Göçmenlerden Maria Mokala, kendisini cehenneme götüren koşulları anlatarak, "Kamerun'daki fakir ve kötüleşen yaşam koşullarından kaçtım, bu yüzden kaçakçılarla birlikte ayrılmaya karar verdim. Bir grup kadınla Cezayir'e girebildim ve iş aramak için bir yolculuğa çıktım. Hayatta kalmamıza yardımcı olacak yollar aramaya başladım" diye anlatıyor hikayesini. Bir süre sonra bulduğu işte çalışmaya başladığını ve çok değil bir kaç hafta içerisinde iş yeri sahibinin tacizlere başladığını söylüyor. Önce tacize maruz kaldığını tacize ses çıkarınca ise tehdit almaya başladığını, tehdidin ise şiddete dönüştüğünü aktarıyor ve şunları ekliyor; “Beni taciz etti ve reddedince beni tacizinin dozunu arttırdı. Tacize ses çıkardığım için şiddet gördüm. Eğer anlatırsam beni hırsızlık yapmakla itham edeceğini, şikayette bulunmamam gerektiğini söyledi.” Tehditlere boyun eğmediğini ve yüz yüze kaldığı tacizlere pabuç bırakmadığını fakat her kadının kendisi kadar şanslı olmadığını aktarıyor.
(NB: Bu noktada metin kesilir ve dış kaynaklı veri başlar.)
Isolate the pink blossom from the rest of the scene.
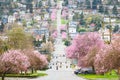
[62,32,67,39]
[52,31,57,38]
[60,25,66,30]
[1,50,30,73]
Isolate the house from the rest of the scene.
[99,28,112,41]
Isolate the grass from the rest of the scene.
[61,19,68,24]
[0,73,47,78]
[78,71,119,80]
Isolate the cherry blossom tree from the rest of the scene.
[0,50,30,80]
[51,9,56,21]
[94,38,120,74]
[66,32,104,67]
[62,32,67,39]
[60,25,66,30]
[52,31,58,38]
[34,51,48,70]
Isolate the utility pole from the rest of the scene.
[109,15,112,43]
[90,0,93,9]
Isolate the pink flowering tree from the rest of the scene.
[60,25,66,30]
[33,51,48,70]
[51,9,56,21]
[62,32,67,40]
[66,32,104,67]
[0,50,30,78]
[52,31,58,38]
[94,38,120,74]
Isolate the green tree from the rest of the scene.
[7,27,33,49]
[112,5,118,16]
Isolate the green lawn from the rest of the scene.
[78,74,118,80]
[78,71,118,80]
[61,19,68,24]
[0,73,47,77]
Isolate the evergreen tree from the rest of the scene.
[112,5,118,16]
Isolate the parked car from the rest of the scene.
[74,67,95,74]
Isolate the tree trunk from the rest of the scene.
[92,66,95,72]
[2,74,5,80]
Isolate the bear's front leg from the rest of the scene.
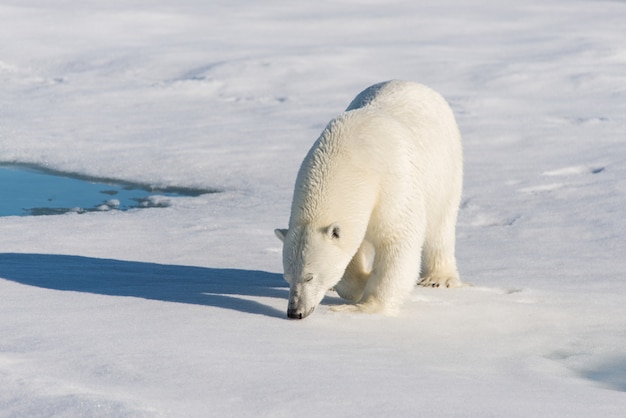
[356,242,420,315]
[334,241,375,302]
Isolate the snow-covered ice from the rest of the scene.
[0,0,626,417]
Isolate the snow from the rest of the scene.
[0,0,626,417]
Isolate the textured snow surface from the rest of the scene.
[0,0,626,417]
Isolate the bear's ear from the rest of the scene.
[326,222,341,239]
[274,228,287,242]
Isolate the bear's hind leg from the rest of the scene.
[417,224,466,287]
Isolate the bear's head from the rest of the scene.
[274,223,352,319]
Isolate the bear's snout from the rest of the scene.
[287,307,315,319]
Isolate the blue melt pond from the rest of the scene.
[0,164,211,216]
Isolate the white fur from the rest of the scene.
[276,81,463,318]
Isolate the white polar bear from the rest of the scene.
[275,81,463,319]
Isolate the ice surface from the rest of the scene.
[0,0,626,417]
[0,164,214,216]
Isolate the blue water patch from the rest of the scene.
[0,164,216,216]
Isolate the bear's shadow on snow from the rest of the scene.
[0,253,289,318]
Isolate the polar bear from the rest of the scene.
[275,80,463,319]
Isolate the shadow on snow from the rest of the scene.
[0,253,289,318]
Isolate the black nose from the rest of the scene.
[287,309,302,319]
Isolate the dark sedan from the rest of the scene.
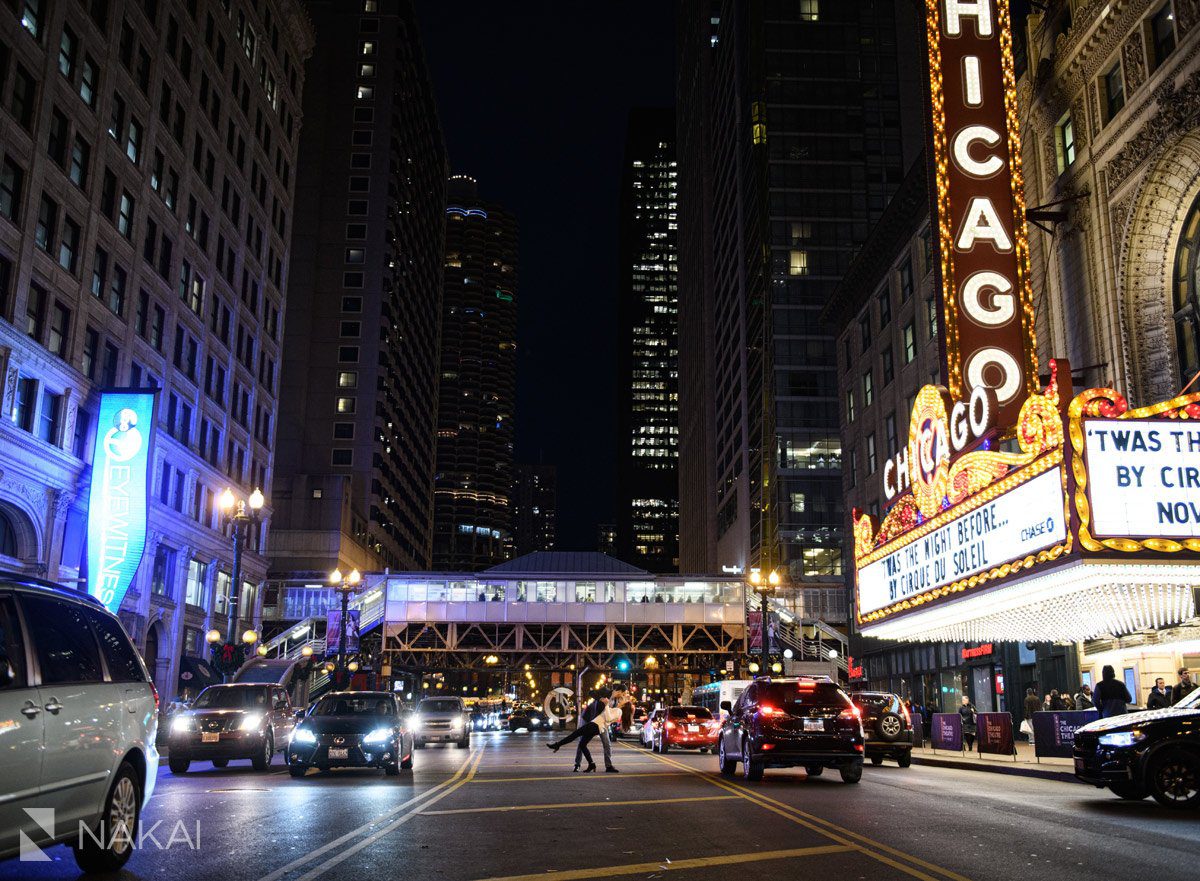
[167,683,295,774]
[1074,689,1200,808]
[288,691,413,777]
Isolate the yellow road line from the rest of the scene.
[421,796,736,816]
[472,771,695,783]
[298,750,484,881]
[258,750,484,881]
[468,845,858,881]
[619,755,968,881]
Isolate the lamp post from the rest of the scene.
[217,486,266,642]
[329,569,362,684]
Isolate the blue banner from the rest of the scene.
[88,391,155,612]
[1033,709,1100,759]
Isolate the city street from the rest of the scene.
[0,735,1200,881]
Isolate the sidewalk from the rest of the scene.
[912,743,1075,783]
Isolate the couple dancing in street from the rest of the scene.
[546,689,631,774]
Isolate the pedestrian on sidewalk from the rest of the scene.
[1075,682,1096,709]
[1171,667,1196,703]
[1096,664,1133,719]
[959,695,979,750]
[1146,676,1171,709]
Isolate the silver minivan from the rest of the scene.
[0,573,158,871]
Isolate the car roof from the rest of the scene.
[0,569,108,612]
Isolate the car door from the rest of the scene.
[0,593,46,856]
[19,594,125,834]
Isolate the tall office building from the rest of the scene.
[271,0,446,577]
[0,0,313,694]
[617,108,679,573]
[512,465,558,557]
[678,0,920,619]
[433,174,517,571]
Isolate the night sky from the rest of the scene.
[416,0,674,550]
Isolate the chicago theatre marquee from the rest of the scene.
[853,0,1200,681]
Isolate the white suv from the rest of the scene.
[0,574,158,871]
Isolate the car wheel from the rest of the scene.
[1109,780,1150,802]
[716,737,738,777]
[73,762,142,873]
[838,762,863,783]
[250,735,275,771]
[1147,749,1200,808]
[742,739,762,783]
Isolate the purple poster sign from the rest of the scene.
[976,713,1013,756]
[1033,709,1100,759]
[929,713,962,753]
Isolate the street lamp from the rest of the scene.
[217,486,266,642]
[329,569,362,686]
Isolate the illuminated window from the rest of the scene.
[787,251,809,275]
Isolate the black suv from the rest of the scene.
[850,691,912,768]
[1074,689,1200,808]
[716,677,864,783]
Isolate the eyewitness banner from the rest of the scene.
[1084,419,1200,538]
[858,466,1067,615]
[88,391,155,612]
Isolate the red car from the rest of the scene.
[653,707,721,753]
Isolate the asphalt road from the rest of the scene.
[0,735,1200,881]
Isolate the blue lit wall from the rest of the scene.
[88,391,155,612]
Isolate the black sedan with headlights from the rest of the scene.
[167,683,295,774]
[287,691,413,777]
[1074,689,1200,808]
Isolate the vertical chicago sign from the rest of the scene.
[88,391,155,612]
[926,0,1038,428]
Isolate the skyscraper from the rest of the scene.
[617,108,679,573]
[433,174,517,571]
[678,0,920,617]
[0,0,313,694]
[512,465,558,557]
[271,0,446,577]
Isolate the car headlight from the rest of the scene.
[1100,730,1146,747]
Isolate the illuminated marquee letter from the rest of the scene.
[944,0,992,37]
[950,125,1004,180]
[961,269,1016,328]
[954,196,1013,253]
[966,346,1025,403]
Yeni bir hayata yelken açma umuduyla...

Bir kadın merkezinde kalan Cezayirli Nour H. ise ailesinin göç yaşandıktan sonra hayatta olup olmadığını bilmediğini söylüyor. 2017 yılında göç yollarına düştüğünü anlatıyor. Tanıştığı ve birlikte yeni bir hayata adım atmak için göç yollarına çıktığı bir erkekle ülkeyi terk etmeyi hayal etmişler ve sonrasında kendisi şöyle anlatıyor öyküsünü;

“Benimle aynı dükkanda çalışan genç bir adamla tanıştıktan sonra, bu ülkeyi terk etmem ve hayatımı daha iyi hale getirmem gerektiğine neredeyse ikna oldum ve bu konuda tek destekçi, teşvik eden de oydu. Biraz para topladım ve birlikte gitmeye karar verdik ama beni soyup yolun ortasında bıraktı. Benim gibi kadınları fuhuş yapmaya zorladığını biliyorum ve bu yüzden mağdurlardan biriydim ama birçok denemeden sonra kaçmayı başardım ve derneklerden yardım istedim.”